D’Amsterdam à Berlin en passant par Bruxelles et Paris vers Barcelone : cette entreprise italienne veut rendre le TGV crédible par rapport aux vols

Cher, peu fiable, offre limitée, le train a du mal à convaincre les voyageurs face à l’avion. Une situation a laquelle l’Union européenne s’est pourtant attaquée, sans résultat pour le moment, mais les choses pourraient bientôt changer.

L’actualité : l’opérateur ferroviaire public italien FS a annoncé vouloir lancer des services ferroviaires à grande vitesse entre plusieurs grandes villes européennes.

  • FS souhaiterait ainsi relier Bruxelles, Amsterdam, Paris et éventuellement Berlin avec son service ferroviaire à grande vitesse. Il est également question de relier Paris et Barcelone.

Le détail : la branche d’exploitation ferroviaire de FS, Trenitalia, a en réalité déjà étendu certaines de ses lignes à grande vitesse en France et en Espagne, notamment en reliant Milan et Paris.

  • Mais désormais, son souhait est d’étendre ses lignes internationales et de concurrencer notamment Eurostar et sa ligne Bruxelles-Amsterdam. Cette liaison – très populaire selon Carlo Palasciano Villamagna, directeur international de FS – n’est proposée que par une seule entreprise depuis qu’Eurostar et Thalys ont fusionné.
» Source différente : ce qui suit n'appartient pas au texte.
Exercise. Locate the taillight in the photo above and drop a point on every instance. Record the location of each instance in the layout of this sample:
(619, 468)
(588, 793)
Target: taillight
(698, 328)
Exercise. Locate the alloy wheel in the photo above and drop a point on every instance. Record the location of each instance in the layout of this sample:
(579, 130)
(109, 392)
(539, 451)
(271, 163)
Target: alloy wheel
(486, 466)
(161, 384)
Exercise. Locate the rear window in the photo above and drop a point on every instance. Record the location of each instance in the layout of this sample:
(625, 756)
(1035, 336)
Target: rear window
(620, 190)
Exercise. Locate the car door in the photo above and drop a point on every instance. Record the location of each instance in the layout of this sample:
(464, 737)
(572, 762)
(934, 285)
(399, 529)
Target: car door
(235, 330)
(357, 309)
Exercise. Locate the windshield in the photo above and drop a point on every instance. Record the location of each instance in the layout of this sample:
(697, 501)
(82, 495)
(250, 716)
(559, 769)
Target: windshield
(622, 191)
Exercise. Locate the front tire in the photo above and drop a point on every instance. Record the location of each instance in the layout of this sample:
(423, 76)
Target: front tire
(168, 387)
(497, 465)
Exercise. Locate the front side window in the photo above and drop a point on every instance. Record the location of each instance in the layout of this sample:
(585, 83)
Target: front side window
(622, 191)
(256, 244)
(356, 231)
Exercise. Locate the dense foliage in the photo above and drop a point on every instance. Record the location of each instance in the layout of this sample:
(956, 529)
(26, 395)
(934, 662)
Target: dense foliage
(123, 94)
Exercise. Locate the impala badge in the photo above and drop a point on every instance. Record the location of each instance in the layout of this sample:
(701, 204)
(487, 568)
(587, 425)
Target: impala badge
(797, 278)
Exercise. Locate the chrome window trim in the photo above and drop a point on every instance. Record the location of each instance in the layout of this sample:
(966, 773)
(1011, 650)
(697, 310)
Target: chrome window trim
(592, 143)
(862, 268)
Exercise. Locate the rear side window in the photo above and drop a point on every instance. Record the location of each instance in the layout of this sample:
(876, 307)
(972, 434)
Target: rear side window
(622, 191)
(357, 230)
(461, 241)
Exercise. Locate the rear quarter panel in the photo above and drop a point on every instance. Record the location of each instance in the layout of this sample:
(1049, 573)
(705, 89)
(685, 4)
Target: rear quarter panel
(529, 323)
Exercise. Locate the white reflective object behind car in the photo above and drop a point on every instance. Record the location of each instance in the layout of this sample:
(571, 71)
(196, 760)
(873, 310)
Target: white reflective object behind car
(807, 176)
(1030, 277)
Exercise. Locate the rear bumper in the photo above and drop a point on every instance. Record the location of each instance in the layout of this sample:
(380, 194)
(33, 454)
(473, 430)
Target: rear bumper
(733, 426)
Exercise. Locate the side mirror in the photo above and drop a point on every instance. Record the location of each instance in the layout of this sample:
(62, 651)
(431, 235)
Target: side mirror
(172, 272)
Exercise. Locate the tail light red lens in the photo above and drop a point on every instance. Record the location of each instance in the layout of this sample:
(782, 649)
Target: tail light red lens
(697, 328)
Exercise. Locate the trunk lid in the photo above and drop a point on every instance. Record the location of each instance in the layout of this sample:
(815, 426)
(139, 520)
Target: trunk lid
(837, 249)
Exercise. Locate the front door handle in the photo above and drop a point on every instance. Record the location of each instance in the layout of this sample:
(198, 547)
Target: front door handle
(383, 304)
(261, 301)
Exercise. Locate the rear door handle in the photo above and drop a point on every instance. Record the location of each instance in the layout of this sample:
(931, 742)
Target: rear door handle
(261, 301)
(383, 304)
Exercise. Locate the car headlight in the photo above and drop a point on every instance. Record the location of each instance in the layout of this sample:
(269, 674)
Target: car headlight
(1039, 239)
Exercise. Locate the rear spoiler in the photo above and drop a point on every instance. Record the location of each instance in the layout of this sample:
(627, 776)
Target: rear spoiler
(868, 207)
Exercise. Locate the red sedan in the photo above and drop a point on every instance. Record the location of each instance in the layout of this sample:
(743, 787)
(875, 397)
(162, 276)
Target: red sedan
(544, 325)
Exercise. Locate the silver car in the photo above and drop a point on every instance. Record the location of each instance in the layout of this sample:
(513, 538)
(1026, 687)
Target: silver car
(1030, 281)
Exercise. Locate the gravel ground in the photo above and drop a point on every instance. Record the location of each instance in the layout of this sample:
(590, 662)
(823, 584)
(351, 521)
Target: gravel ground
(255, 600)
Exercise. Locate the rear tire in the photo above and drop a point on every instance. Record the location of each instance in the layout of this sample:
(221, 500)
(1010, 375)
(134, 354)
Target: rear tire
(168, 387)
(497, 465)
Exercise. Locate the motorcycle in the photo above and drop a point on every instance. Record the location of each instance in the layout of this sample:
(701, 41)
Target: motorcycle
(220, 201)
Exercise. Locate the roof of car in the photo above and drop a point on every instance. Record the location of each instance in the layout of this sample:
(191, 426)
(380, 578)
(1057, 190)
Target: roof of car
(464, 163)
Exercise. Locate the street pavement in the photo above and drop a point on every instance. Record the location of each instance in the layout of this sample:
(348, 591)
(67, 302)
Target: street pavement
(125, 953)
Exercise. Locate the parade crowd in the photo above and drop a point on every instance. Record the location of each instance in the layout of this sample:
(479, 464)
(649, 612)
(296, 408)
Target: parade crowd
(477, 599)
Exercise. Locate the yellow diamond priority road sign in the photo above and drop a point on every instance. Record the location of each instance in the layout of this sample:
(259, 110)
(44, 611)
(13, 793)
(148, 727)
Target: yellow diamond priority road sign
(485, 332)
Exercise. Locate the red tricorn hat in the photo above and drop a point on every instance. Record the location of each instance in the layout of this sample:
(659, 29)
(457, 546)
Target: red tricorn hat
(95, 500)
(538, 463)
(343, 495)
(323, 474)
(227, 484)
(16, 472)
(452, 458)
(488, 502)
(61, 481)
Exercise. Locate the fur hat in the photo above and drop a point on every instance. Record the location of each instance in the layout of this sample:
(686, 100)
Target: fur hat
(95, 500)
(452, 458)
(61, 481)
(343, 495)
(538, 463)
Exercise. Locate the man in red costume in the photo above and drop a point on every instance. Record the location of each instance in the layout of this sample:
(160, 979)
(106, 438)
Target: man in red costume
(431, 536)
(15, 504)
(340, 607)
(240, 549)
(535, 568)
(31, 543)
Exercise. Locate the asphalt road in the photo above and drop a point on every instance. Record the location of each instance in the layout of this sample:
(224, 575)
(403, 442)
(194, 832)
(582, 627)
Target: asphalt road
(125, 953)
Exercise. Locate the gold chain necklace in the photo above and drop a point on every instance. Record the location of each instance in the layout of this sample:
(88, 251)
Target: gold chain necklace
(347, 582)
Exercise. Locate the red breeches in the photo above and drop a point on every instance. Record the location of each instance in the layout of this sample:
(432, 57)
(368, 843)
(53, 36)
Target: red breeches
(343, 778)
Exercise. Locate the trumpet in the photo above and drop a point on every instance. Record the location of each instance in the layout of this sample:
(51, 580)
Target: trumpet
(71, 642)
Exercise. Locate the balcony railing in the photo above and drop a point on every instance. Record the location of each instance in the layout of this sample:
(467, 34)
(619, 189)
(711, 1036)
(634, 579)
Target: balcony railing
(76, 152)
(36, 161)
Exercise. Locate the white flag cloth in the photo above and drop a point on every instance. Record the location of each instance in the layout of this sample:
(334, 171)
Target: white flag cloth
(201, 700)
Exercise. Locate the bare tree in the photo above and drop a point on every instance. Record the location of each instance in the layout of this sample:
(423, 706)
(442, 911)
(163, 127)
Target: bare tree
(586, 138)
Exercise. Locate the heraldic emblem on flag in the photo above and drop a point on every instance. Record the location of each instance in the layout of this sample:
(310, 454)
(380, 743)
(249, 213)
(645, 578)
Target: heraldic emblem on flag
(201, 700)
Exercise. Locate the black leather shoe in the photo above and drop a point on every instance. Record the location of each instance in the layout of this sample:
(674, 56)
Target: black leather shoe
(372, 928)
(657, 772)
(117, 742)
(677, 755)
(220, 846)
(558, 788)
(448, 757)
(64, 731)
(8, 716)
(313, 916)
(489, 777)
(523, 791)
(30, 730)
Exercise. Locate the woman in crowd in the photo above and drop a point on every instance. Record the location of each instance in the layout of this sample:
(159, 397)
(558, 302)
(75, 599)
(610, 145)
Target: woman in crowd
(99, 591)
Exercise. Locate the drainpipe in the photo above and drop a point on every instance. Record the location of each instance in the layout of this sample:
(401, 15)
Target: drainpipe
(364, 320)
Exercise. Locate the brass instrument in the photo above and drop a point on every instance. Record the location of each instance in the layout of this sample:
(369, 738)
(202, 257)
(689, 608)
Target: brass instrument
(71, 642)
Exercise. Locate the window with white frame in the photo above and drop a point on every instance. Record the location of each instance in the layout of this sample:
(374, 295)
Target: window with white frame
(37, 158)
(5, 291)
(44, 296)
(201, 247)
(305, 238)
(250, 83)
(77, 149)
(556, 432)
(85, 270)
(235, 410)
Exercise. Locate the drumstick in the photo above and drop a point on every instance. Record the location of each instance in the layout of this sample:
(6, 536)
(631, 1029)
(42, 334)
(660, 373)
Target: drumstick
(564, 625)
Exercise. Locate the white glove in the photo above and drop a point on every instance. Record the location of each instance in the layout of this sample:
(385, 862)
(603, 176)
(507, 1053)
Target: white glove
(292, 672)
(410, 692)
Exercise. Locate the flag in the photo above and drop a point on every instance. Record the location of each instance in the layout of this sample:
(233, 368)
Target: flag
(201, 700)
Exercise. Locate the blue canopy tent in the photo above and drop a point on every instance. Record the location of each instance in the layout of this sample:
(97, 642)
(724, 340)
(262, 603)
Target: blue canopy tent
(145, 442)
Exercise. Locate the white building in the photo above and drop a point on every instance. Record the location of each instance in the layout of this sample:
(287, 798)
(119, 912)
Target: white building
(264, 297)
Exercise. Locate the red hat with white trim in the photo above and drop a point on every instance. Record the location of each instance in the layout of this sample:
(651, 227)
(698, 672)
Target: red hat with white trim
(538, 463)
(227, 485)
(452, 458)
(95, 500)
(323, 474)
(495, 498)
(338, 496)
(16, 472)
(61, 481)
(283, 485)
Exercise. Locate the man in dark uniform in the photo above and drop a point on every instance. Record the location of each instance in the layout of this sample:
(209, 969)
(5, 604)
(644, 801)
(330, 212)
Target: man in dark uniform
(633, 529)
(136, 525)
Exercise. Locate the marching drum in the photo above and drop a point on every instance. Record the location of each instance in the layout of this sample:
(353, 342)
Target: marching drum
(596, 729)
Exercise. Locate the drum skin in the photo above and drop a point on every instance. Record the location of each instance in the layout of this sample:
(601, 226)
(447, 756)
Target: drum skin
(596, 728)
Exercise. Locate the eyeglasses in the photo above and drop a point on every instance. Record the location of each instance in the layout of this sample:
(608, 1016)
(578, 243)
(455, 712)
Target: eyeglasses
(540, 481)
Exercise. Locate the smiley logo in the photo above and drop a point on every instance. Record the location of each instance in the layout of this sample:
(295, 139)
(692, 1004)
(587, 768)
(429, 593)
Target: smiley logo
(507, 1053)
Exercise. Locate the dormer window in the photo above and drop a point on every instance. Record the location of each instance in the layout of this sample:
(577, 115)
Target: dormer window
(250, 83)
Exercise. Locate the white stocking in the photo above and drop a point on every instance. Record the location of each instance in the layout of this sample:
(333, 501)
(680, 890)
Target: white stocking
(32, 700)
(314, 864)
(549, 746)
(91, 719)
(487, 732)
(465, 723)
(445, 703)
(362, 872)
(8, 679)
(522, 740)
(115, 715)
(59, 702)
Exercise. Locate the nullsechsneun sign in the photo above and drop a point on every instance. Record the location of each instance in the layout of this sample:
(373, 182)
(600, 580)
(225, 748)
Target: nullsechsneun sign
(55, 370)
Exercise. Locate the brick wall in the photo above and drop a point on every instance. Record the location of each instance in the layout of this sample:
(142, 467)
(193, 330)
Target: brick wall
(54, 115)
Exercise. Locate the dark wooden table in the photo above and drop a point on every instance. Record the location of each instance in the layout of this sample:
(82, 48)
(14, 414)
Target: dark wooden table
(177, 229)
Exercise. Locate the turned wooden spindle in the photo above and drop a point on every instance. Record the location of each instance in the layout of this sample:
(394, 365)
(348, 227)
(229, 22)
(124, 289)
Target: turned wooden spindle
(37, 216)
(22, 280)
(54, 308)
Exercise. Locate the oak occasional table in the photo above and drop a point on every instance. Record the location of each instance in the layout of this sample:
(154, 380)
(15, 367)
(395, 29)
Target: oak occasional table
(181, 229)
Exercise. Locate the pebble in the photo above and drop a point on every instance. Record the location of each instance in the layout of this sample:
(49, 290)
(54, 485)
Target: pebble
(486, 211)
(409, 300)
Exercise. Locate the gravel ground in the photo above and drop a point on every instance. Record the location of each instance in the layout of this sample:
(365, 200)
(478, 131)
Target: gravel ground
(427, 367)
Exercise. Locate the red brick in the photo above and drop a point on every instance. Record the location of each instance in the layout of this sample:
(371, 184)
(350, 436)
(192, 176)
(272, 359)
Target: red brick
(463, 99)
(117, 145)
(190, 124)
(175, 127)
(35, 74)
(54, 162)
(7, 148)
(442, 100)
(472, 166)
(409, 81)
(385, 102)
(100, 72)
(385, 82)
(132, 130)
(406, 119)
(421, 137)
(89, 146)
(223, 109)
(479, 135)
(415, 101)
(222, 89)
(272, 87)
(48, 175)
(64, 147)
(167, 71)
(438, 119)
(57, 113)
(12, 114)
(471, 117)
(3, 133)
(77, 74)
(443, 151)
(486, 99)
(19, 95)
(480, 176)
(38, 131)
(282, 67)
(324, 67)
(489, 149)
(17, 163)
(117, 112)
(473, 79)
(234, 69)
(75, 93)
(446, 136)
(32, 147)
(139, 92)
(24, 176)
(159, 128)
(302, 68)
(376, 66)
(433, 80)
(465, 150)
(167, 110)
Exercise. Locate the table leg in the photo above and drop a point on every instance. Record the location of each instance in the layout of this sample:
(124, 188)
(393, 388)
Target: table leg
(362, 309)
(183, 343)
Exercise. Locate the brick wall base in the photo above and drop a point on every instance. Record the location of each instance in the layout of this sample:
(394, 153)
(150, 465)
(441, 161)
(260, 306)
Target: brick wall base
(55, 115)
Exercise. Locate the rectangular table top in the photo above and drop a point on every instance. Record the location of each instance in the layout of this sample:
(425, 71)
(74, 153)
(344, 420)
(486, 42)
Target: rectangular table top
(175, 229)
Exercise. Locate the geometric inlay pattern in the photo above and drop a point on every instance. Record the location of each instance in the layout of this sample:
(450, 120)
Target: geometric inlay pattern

Il y voit donc une opportunité pour le groupe ferroviaire italien.

Privilégier le train à l’avion

Depuis 2019, l’Union européenne oblige les pays à autoriser la concurrence sur leurs réseaux à grande vitesse, de sorte que les groupes ferroviaires – privés et publics – peuvent faire circuler des trains sur les infrastructures des pays voisins.

  • Ces nouvelles règles en la matière visent avant tout à faire du train une option plus compétitive par rapport aux vols court-courriers, dans le contexte d’urgence climatique.
  • En favorisant la concurrence, l’UE espère provoquer l’un des plus gros changements qu’ait connus l’industrie ferroviaire européenne depuis des décennies.
  • De quoi potentiellement faire baisser les prix des billets de train des compagnies nationales, mais aussi développer une offre internationale compétitive par rapport à l’avion.

À noter : « Si nous n’avions pas eu Covid, nous aurions vu encore plus de concurrence aujourd’hui », a indiqué Alberto Mazzola, directeur exécutif de la Communauté des chemins de fer européens, un groupe de pression composé principalement de chemins de fer publics, au Financial Times.

  • Mais la pandémie n’a pas été le seul obstacle. Le manque d’infrastructures adaptées aux services ferroviaires à grande vitesse en Europe a également joué un rôle dans l’apparition tardive d’une concurrence accrue internationale dans le secteur.
  • « Le problème que nous avons aujourd’hui, c’est que nous manquons d’infrastructure. Nous avons beaucoup de réseaux nationaux. Personne ne se connecte à l’international », a-t-il ainsi soulevé.